Blood pressure and neurogenic adaptations to reduced dietary sodium in the SHR model of hypertension.

Sodium (Na) balance is maintained by a complex set of genetic, hemodynamic, hormonal and neural mechanisms that affect intake, reabsorption and excretion. This research focused on the role of a reduction in dietary Na on cardiovascular and neuroeffector function in normotensive (WKY) and spontaneously hypertensive rats (SHR) raised from 5-20 weeks on a control Na diet (12 mmol per 100 g food) or various low Na diets (0.5-2 mmol per 100 g food). For comparison purposes, high Na (140 mmol per 100 g food) results are reported. With regards to hemodynamics and volume regulation, the lowest Na diet reduced blood pressure 15% in SHRs but not in WKYs. Body weights, blood volume, hematocrit, plasma electrolytes, extracellular volume, and cardiac output were not different between diets or strains.
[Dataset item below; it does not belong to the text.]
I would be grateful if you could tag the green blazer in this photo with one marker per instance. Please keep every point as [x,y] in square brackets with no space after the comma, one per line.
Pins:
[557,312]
However, both SHR and WKY low Na groups were abnormally sensitive to blood loss and showed attenuated pressor responses, mediated by the sympathetic nervous system, to both acute and chronic stress situations. Low Na treatment significantly attenuated the pressor response during stress, which was primarily due to reduction in noradrenergic transmitter release. In spite of depressed function during restriction of dietary Na, compensatory responses were adequate to maintain homeostasis, but the neurohumoral compensatory reserve was thereby markedly curtailed. The data suggest that risks are associated with a reduced intake of dietary Na. These findings imply that the "hygienic" Na intake in man should be carefully experimentally defined before generalized measures are taken to reduce dietary Na in society.